In his new job representing the EU-wide interest, Serafin will have to shake off the image that he’s acting on Poland’s behalf — an accusation he sometimes faced while serving as Tusk’s chief of staff.

But EU diplomats at the time praised him for the smooth running of the Council meetings and the ability to preserve EU unity on thorny issues like the rollover of Russian sanctions.

In recent years, the budget portfolio was held by politicians from wealthy countries ― Germany and Austria ― who receive less from the EU budget than what they contribute.

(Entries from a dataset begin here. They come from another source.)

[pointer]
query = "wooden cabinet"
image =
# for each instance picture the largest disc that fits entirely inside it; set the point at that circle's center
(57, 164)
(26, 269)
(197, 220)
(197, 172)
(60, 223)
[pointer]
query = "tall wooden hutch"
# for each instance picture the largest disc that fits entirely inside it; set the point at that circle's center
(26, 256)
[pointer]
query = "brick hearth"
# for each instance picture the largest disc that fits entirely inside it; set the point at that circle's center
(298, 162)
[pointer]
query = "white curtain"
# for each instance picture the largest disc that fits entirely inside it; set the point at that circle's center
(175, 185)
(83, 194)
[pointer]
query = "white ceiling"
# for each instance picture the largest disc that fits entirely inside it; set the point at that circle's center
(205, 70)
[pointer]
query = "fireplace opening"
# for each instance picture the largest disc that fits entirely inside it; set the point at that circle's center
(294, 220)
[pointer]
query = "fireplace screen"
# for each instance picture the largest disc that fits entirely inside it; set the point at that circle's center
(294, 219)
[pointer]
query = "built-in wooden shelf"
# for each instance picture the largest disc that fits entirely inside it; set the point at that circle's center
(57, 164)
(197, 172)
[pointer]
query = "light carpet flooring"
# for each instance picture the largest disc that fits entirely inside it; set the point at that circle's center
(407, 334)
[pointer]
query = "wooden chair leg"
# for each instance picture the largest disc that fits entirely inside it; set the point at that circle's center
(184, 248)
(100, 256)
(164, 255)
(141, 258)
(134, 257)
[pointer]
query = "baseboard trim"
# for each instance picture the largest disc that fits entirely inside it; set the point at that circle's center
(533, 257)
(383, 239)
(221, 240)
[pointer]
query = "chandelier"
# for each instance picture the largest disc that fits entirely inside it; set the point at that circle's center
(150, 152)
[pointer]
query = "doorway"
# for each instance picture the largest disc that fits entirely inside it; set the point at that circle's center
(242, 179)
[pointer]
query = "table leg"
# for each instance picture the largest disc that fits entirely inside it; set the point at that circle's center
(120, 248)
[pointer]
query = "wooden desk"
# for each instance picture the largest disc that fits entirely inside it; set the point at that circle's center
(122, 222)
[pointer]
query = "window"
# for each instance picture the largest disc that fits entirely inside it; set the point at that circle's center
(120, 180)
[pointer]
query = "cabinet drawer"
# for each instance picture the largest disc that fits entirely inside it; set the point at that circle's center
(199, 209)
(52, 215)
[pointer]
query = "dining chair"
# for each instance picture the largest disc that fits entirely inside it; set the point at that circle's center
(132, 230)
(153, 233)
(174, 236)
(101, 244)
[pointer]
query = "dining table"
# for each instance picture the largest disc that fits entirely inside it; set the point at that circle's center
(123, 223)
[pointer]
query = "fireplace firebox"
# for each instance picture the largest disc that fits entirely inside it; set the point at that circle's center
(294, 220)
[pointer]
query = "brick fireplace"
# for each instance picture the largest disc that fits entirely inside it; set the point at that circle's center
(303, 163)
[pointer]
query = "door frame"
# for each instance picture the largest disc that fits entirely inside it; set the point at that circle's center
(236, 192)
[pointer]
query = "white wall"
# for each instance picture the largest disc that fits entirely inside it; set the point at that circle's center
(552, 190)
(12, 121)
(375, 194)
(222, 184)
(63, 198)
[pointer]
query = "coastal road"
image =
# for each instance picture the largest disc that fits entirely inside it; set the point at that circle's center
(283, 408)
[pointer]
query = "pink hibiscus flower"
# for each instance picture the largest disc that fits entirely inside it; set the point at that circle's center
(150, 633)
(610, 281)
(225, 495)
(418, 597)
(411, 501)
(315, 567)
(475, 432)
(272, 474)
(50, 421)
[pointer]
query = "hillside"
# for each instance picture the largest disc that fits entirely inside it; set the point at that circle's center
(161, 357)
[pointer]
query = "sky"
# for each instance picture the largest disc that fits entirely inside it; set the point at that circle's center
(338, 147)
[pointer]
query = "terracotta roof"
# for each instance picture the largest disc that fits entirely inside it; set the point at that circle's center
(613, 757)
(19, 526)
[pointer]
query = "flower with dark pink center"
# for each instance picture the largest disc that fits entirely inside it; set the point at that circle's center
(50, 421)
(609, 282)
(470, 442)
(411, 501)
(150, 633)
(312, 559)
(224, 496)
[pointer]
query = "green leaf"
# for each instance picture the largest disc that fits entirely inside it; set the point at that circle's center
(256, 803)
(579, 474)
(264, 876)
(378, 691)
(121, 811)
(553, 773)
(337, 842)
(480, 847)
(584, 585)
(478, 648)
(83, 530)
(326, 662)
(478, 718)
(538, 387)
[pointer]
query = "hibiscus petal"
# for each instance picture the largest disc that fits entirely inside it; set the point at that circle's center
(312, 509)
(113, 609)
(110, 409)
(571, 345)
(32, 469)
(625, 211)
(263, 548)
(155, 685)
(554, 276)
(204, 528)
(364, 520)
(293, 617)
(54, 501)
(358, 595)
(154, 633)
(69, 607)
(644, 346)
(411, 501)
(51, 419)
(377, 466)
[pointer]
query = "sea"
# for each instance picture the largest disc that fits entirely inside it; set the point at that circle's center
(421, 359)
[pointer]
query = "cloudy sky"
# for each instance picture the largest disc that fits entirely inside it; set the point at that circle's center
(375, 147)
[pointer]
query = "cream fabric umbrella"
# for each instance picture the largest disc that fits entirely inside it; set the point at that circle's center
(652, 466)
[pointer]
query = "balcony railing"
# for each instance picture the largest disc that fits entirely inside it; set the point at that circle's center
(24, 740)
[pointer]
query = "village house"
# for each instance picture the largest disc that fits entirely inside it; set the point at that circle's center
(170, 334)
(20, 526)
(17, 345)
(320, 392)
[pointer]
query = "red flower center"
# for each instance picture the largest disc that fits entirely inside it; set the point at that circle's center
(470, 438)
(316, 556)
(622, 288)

European diplomats from fiscally conservative states are worried that Serafin will instead favor low-income states such as Poland who favor larger EU coffers.

Knife-edge election

Serafin’s long-standing links to Tusk give him power in the new Commission.

The Polish conservative leader returned Poland to the EU mainstream after defeating the Eurosceptic Law and Justice (PiS) in a knife edge election in 2023.

As the most powerful national leader in the center-right European People’s Party, he was key in securing a second term for von der Leyen and was rewarded with a powerful Commission post for his country.

Tusk’s return to government gave new life to Serafin, who had retreated to a civil servant job at the Council of the EU when PiS was in power in Warsaw.

In 2023, he became Poland’s ambassador to the EU although his nomination was not rubberstamped by the country’s nationalist president Andrzej Duda.

Now, he’s finally walking out of the shadows.